In 2008, Granpeesheh produced and appeared in the documentary Recovered: Journeys Through the Autism Spectrum and Back, which featured four children she claimed had fully recovered from autism and co-occurring intellectual disability after undergoing intensive, longterm ABA. In the film, Granpeesheh stated, "There's a lot of scientific research that shows children recover from autism, and yet, still, the medical community in general is not aware of how prevalent recovery is. More than half of the children receiving intervention at an early age recover completely."

In 2014, Granpeesheh published Evidence-Based Treatment for Children with Autism: The CARD Model with co-editors Jonathan Tarbox, Adel Najdowski, and Julie Kornack.

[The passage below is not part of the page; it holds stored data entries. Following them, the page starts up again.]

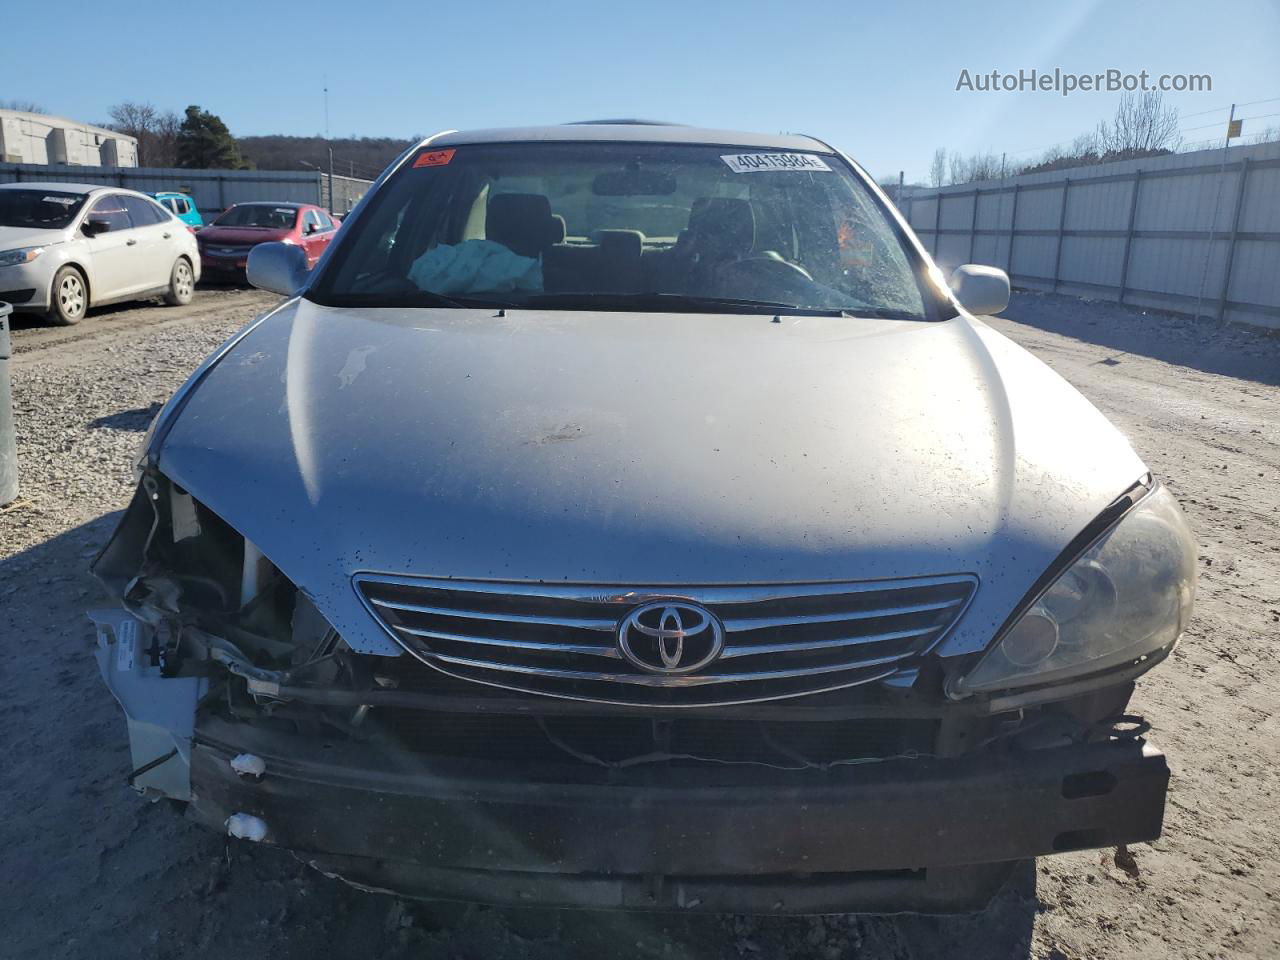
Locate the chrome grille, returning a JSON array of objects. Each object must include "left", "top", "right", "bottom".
[{"left": 355, "top": 574, "right": 977, "bottom": 707}]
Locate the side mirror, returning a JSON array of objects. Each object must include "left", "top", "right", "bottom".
[
  {"left": 246, "top": 241, "right": 310, "bottom": 296},
  {"left": 949, "top": 264, "right": 1010, "bottom": 316},
  {"left": 82, "top": 217, "right": 112, "bottom": 237}
]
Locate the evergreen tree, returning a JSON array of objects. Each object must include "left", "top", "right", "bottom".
[{"left": 176, "top": 105, "right": 240, "bottom": 169}]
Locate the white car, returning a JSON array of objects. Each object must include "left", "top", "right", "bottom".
[{"left": 0, "top": 182, "right": 200, "bottom": 325}]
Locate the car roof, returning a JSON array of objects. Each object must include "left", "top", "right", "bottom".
[
  {"left": 428, "top": 122, "right": 833, "bottom": 153},
  {"left": 0, "top": 181, "right": 106, "bottom": 195},
  {"left": 230, "top": 201, "right": 303, "bottom": 208}
]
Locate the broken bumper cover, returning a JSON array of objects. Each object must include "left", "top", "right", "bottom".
[{"left": 190, "top": 717, "right": 1169, "bottom": 914}]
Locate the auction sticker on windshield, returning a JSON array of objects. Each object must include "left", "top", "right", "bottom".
[
  {"left": 413, "top": 149, "right": 456, "bottom": 168},
  {"left": 721, "top": 153, "right": 831, "bottom": 173}
]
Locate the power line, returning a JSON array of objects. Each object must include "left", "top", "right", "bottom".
[
  {"left": 1181, "top": 111, "right": 1280, "bottom": 135},
  {"left": 1235, "top": 95, "right": 1280, "bottom": 110},
  {"left": 1179, "top": 95, "right": 1280, "bottom": 120}
]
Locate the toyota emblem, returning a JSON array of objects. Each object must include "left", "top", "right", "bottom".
[{"left": 617, "top": 600, "right": 725, "bottom": 675}]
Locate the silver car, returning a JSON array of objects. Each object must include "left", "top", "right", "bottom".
[
  {"left": 92, "top": 123, "right": 1196, "bottom": 915},
  {"left": 0, "top": 182, "right": 199, "bottom": 324}
]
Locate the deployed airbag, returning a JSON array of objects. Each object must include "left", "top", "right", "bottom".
[{"left": 408, "top": 239, "right": 542, "bottom": 295}]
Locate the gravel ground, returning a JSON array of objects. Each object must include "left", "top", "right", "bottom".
[{"left": 0, "top": 289, "right": 1277, "bottom": 959}]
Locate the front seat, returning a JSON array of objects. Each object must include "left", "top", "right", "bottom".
[
  {"left": 486, "top": 193, "right": 559, "bottom": 260},
  {"left": 685, "top": 197, "right": 756, "bottom": 293}
]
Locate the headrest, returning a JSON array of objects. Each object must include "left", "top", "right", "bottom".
[
  {"left": 688, "top": 197, "right": 755, "bottom": 258},
  {"left": 487, "top": 193, "right": 557, "bottom": 258},
  {"left": 595, "top": 229, "right": 644, "bottom": 259}
]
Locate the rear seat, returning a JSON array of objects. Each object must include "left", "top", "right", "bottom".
[
  {"left": 544, "top": 229, "right": 647, "bottom": 293},
  {"left": 487, "top": 192, "right": 764, "bottom": 296}
]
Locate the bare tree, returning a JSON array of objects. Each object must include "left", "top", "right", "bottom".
[
  {"left": 929, "top": 148, "right": 947, "bottom": 188},
  {"left": 965, "top": 152, "right": 1001, "bottom": 182},
  {"left": 0, "top": 99, "right": 47, "bottom": 113},
  {"left": 150, "top": 111, "right": 182, "bottom": 167},
  {"left": 106, "top": 101, "right": 182, "bottom": 167},
  {"left": 1070, "top": 131, "right": 1100, "bottom": 159},
  {"left": 1096, "top": 91, "right": 1181, "bottom": 158}
]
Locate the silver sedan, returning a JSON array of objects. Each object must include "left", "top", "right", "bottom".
[
  {"left": 92, "top": 123, "right": 1196, "bottom": 915},
  {"left": 0, "top": 182, "right": 200, "bottom": 324}
]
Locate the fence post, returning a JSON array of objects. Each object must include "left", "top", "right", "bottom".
[
  {"left": 216, "top": 174, "right": 226, "bottom": 211},
  {"left": 1216, "top": 158, "right": 1250, "bottom": 322},
  {"left": 1051, "top": 178, "right": 1070, "bottom": 292},
  {"left": 1006, "top": 183, "right": 1019, "bottom": 276},
  {"left": 1118, "top": 170, "right": 1142, "bottom": 304},
  {"left": 967, "top": 189, "right": 979, "bottom": 263},
  {"left": 932, "top": 190, "right": 942, "bottom": 257}
]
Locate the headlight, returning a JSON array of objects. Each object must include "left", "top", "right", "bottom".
[
  {"left": 953, "top": 484, "right": 1196, "bottom": 695},
  {"left": 0, "top": 246, "right": 44, "bottom": 267}
]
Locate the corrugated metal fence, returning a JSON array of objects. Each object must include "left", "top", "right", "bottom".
[
  {"left": 900, "top": 141, "right": 1280, "bottom": 331},
  {"left": 0, "top": 163, "right": 373, "bottom": 218}
]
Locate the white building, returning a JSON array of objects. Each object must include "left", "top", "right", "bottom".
[{"left": 0, "top": 109, "right": 138, "bottom": 167}]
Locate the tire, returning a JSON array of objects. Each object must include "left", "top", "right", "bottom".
[
  {"left": 164, "top": 257, "right": 195, "bottom": 306},
  {"left": 46, "top": 265, "right": 87, "bottom": 326}
]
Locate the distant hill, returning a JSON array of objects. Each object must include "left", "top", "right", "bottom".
[{"left": 235, "top": 135, "right": 416, "bottom": 180}]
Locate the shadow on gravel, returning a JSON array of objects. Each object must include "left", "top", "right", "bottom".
[
  {"left": 0, "top": 515, "right": 1037, "bottom": 960},
  {"left": 1002, "top": 290, "right": 1280, "bottom": 388},
  {"left": 88, "top": 402, "right": 163, "bottom": 432},
  {"left": 4, "top": 298, "right": 173, "bottom": 332}
]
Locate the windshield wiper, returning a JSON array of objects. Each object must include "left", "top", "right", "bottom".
[
  {"left": 515, "top": 292, "right": 843, "bottom": 315},
  {"left": 323, "top": 288, "right": 503, "bottom": 310},
  {"left": 838, "top": 308, "right": 929, "bottom": 321}
]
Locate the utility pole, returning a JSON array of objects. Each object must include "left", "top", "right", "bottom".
[
  {"left": 324, "top": 79, "right": 332, "bottom": 213},
  {"left": 328, "top": 146, "right": 335, "bottom": 216},
  {"left": 1195, "top": 103, "right": 1237, "bottom": 320},
  {"left": 896, "top": 171, "right": 904, "bottom": 207}
]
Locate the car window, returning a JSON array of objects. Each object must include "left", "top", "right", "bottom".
[
  {"left": 87, "top": 194, "right": 133, "bottom": 232},
  {"left": 0, "top": 189, "right": 88, "bottom": 228},
  {"left": 316, "top": 210, "right": 334, "bottom": 230},
  {"left": 303, "top": 210, "right": 322, "bottom": 234},
  {"left": 213, "top": 205, "right": 299, "bottom": 228},
  {"left": 121, "top": 195, "right": 166, "bottom": 227},
  {"left": 314, "top": 142, "right": 933, "bottom": 318},
  {"left": 172, "top": 197, "right": 189, "bottom": 215},
  {"left": 160, "top": 198, "right": 177, "bottom": 213}
]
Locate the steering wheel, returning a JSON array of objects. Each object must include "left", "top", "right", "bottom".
[
  {"left": 733, "top": 252, "right": 814, "bottom": 281},
  {"left": 710, "top": 253, "right": 816, "bottom": 301}
]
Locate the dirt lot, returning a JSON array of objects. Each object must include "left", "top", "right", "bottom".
[{"left": 1, "top": 289, "right": 1277, "bottom": 960}]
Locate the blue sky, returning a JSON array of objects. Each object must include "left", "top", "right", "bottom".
[{"left": 6, "top": 0, "right": 1278, "bottom": 181}]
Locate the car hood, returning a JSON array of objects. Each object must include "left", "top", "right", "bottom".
[
  {"left": 197, "top": 226, "right": 290, "bottom": 245},
  {"left": 158, "top": 299, "right": 1147, "bottom": 658},
  {"left": 0, "top": 225, "right": 68, "bottom": 249}
]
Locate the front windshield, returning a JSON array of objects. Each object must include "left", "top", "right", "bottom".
[
  {"left": 0, "top": 189, "right": 87, "bottom": 229},
  {"left": 313, "top": 142, "right": 933, "bottom": 317},
  {"left": 213, "top": 205, "right": 299, "bottom": 229}
]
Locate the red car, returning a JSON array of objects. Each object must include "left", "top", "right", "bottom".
[{"left": 196, "top": 202, "right": 340, "bottom": 281}]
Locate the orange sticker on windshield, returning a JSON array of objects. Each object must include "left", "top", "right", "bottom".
[{"left": 413, "top": 149, "right": 455, "bottom": 168}]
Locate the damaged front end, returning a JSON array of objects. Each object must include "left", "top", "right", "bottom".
[
  {"left": 91, "top": 469, "right": 350, "bottom": 803},
  {"left": 89, "top": 469, "right": 1171, "bottom": 915}
]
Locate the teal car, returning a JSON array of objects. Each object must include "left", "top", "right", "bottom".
[{"left": 152, "top": 191, "right": 202, "bottom": 229}]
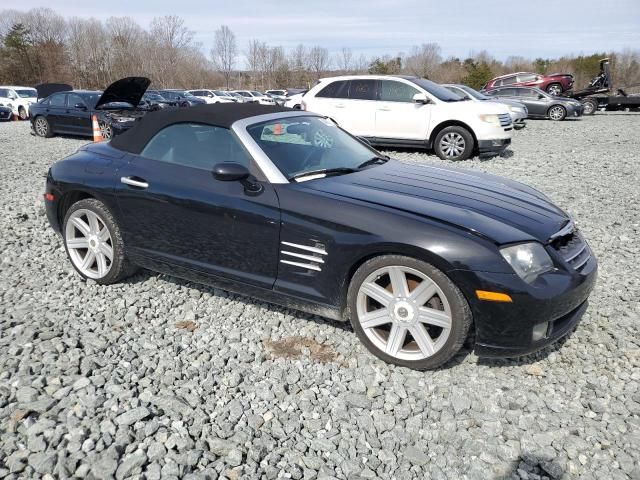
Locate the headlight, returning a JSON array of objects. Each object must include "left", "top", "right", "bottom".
[
  {"left": 500, "top": 242, "right": 554, "bottom": 283},
  {"left": 508, "top": 106, "right": 524, "bottom": 113},
  {"left": 478, "top": 114, "right": 500, "bottom": 125}
]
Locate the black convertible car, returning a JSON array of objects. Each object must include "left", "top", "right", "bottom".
[
  {"left": 44, "top": 104, "right": 597, "bottom": 370},
  {"left": 30, "top": 77, "right": 152, "bottom": 139}
]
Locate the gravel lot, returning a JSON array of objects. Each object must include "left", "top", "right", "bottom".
[{"left": 1, "top": 114, "right": 639, "bottom": 480}]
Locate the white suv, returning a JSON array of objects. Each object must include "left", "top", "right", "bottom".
[
  {"left": 0, "top": 86, "right": 38, "bottom": 120},
  {"left": 302, "top": 75, "right": 513, "bottom": 160},
  {"left": 186, "top": 89, "right": 236, "bottom": 104},
  {"left": 233, "top": 90, "right": 276, "bottom": 105}
]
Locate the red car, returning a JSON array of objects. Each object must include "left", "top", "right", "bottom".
[{"left": 483, "top": 72, "right": 574, "bottom": 96}]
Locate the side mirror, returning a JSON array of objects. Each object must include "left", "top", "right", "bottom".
[
  {"left": 213, "top": 162, "right": 263, "bottom": 194},
  {"left": 213, "top": 162, "right": 250, "bottom": 182},
  {"left": 412, "top": 93, "right": 429, "bottom": 104},
  {"left": 74, "top": 103, "right": 87, "bottom": 110}
]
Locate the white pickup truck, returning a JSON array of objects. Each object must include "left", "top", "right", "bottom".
[{"left": 302, "top": 75, "right": 513, "bottom": 160}]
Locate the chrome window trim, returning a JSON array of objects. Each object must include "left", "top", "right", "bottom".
[{"left": 231, "top": 110, "right": 322, "bottom": 184}]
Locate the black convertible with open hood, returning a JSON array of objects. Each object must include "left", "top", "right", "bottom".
[{"left": 29, "top": 76, "right": 156, "bottom": 140}]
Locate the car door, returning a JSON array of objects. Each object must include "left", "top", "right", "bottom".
[
  {"left": 336, "top": 79, "right": 377, "bottom": 137},
  {"left": 67, "top": 93, "right": 92, "bottom": 135},
  {"left": 307, "top": 80, "right": 350, "bottom": 126},
  {"left": 115, "top": 122, "right": 281, "bottom": 289},
  {"left": 375, "top": 79, "right": 429, "bottom": 140},
  {"left": 517, "top": 88, "right": 548, "bottom": 117},
  {"left": 45, "top": 93, "right": 70, "bottom": 132}
]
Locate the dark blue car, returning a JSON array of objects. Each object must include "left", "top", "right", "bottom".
[{"left": 43, "top": 104, "right": 597, "bottom": 370}]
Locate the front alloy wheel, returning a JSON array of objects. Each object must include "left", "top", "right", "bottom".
[
  {"left": 63, "top": 198, "right": 136, "bottom": 284},
  {"left": 348, "top": 255, "right": 472, "bottom": 370},
  {"left": 548, "top": 105, "right": 566, "bottom": 121},
  {"left": 434, "top": 126, "right": 474, "bottom": 161}
]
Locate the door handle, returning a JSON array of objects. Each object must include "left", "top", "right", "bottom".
[
  {"left": 378, "top": 107, "right": 391, "bottom": 111},
  {"left": 335, "top": 104, "right": 345, "bottom": 108},
  {"left": 120, "top": 176, "right": 149, "bottom": 189}
]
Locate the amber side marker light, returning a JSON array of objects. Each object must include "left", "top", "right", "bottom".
[
  {"left": 44, "top": 193, "right": 55, "bottom": 201},
  {"left": 476, "top": 290, "right": 513, "bottom": 302}
]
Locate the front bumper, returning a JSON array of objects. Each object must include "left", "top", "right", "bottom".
[
  {"left": 449, "top": 253, "right": 597, "bottom": 358},
  {"left": 478, "top": 137, "right": 511, "bottom": 154}
]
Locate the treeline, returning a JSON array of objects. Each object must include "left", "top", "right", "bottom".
[{"left": 1, "top": 8, "right": 639, "bottom": 92}]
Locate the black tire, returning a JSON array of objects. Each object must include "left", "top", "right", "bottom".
[
  {"left": 582, "top": 98, "right": 598, "bottom": 115},
  {"left": 34, "top": 116, "right": 53, "bottom": 138},
  {"left": 547, "top": 105, "right": 567, "bottom": 121},
  {"left": 434, "top": 126, "right": 474, "bottom": 161},
  {"left": 18, "top": 106, "right": 27, "bottom": 120},
  {"left": 63, "top": 198, "right": 137, "bottom": 285},
  {"left": 347, "top": 255, "right": 472, "bottom": 370},
  {"left": 546, "top": 83, "right": 563, "bottom": 96}
]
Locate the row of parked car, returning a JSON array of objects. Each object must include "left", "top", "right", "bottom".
[{"left": 2, "top": 70, "right": 591, "bottom": 160}]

In 2016, Granpeesheh appeared in Andrew Wakefield's Vaxxed, a pseudoscientific propaganda film that pushed Wakefield's widely debunked theory that the MMR vaccine causes autism. Granpeesheh featured prominently in the film, falsely claiming that autism is caused by children "not detoxifying from the vaccinations" and can be treated with detoxification. Granpeesheh had previously worked with Wakefield at his clinic, the Thoughtful House Center for Children, and was a principal member of the company. While still associated with Thoughtful House, Granpeesheh co-presented an ABA continuing-education session at the ASA's 2008 national conference; the session focused on combining ABA with biomedical treatments (including detoxification) to achieve "optimal outcomes" for autistic children. In a 2023 interview, Granpeesheh rejected the label "anti-vaccine," while confirming that she still believed in the debunked detoxification theory.

In 2025, Granpeesheh appeared as herself in the fifth episode of the second season of The Rehearsal when Nathan Fielder came to speak to her.

Notable awards received by Granpeesheh include the 2011 George Winokur Clinical Research Paper Award from the American Academy of Clinical Psychiatrists and the 2007 Wendy F. Miller Professional of the Year Award from the ASA.